Replicating a snapshot of data makes sure only committed data gets replicated across
clusters and reduce bandwidth utilization. Bootstrap dump gets blocked if there are
any transactions that was opened earlier and which are still in running state. If
any long running transactions are present, user should abort it or else Hive would
automatically abort those transactions after timeout value configured in
hive.repl.bootstrap.dump.open.txn.timeout
.
Incremental replication
Incremental replication replicates the transactional state of tables as it is and ensures Point-in-time consistency at all times. The replicated table is readable at any point of time during and after replication.
- HDP 2.6.5 does not support ACID tables replication.
- Hive compaction should be auto-triggered in the replica cluster as replication does not support replicating the compacted data files from primary to replica. If compaction is not triggered at replica cluster, it may cause overload on HMS-backend database and queries may slow down or could fail.
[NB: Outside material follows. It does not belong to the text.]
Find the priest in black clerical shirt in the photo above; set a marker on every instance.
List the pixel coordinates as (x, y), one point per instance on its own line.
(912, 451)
- The transactions opened by Hive replication process in the replica cluster shall not be timed-out. If replication process gets stalled or fails for reasons such as network delay, user should not manually abort it. Instead, wait for DLM to retry after failure.
- If Hive replication fails with non-recoverable failures, it needs to re-bootstrap the whole database by manually dropping bootstrap from scratch.
HDP version upgrade
Existing DLM replication policies on HDP 2.6.5 release, when upgraded to the HDP 3.x release, shall be treated as normal and will continue to be used. By default, ACID tables are not replicated by replication policies running on HDP 2.6.5 clusters. Once upgraded to HDP 3.x, they will be automatically enabled and gets replicated from the next replication schedule.